Enquanto a esquerda brasileira insiste na fantasia de que a família Bolsonaro — especialmente o deputado Eduardo — puxa as cordas de Donald Trump, a realidade é bem diferente — e muito mais incômoda para esses grupos. Eduardo Bolsonaro? Quase irrelevante. Não é ele quem move o governo americano a sancionar Alexandre de Moraes pela Lei Magnitsky, nem quem puxou a alavanca para a tarifa de 50% ao Brasil.
Então, quem são as verdadeiras “sombras” que comandam Trump quando o assunto é o Brasil? Quem sussurra no ouvido do homem mais poderoso do Ocidente sobre comércio, esquerda latino-americana, e os supostos abusos do ministro Moraes? Quem fornece o arsenal verbal para atacar Lula? São três americanos, e nenhum deles atende por Bolsonaro.

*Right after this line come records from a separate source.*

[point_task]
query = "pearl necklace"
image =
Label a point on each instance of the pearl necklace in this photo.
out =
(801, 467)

Primeiro, Martin De Luca — advogado de Trump e cérebro por trás da ação que abriu a porta para a aplicação da Lei Magnitsky contra Moraes.

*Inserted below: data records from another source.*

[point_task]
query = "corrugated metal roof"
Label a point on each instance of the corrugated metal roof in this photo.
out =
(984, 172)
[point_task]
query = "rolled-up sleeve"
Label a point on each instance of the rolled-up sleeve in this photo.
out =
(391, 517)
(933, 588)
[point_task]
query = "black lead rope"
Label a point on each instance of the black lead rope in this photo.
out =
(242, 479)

Depois, Jason Miller — braço direito e conselheiro de Trump, que conhece bem a “hospitalidade” brasileira: foi detido e interrogado por três horas na Polícia Federal, por ordem do próprio Moraes, em 2021. Miller veio ao Brasil para a Conferência da Ação Política Conservadora (CPAC), mas não esperava a recepção hostil em uma suposta “terra livre”.
Desde então, Miller monitora o Brasil de perto, e não tem papas na língua: chama o país de “ditadura judicial” e já xingou Moraes de “idiota” no X, depois do gesto obsceno do ministro em um estádio. Antes do cancelamento do visto e da sanção Magnitsky, definiu Moraes como “a maior ameaça à democracia no Hemisfério Ocidental”.
Por fim, Steve Bannon — o guru de Trump, admirador declarado de Bolsonaro e ligado ao ex-filósofo Olavo de Carvalho. Bannon é o principal agitador contra a “ditadura do STF” e um dos principais arquitetos da cruzada conservadora contra a esquerda no Brasil.
Portanto, Eduardo Bolsonaro pode até querer a fama, mas a influência real está nas mãos desses três americanos que conhecem o Brasil a fundo e moldam as decisões de Trump com suas agendas próprias. A narrativa fácil da esquerda é desconectada da verdade — e o jogo é muito mais complexo e poderoso do que querem admitir.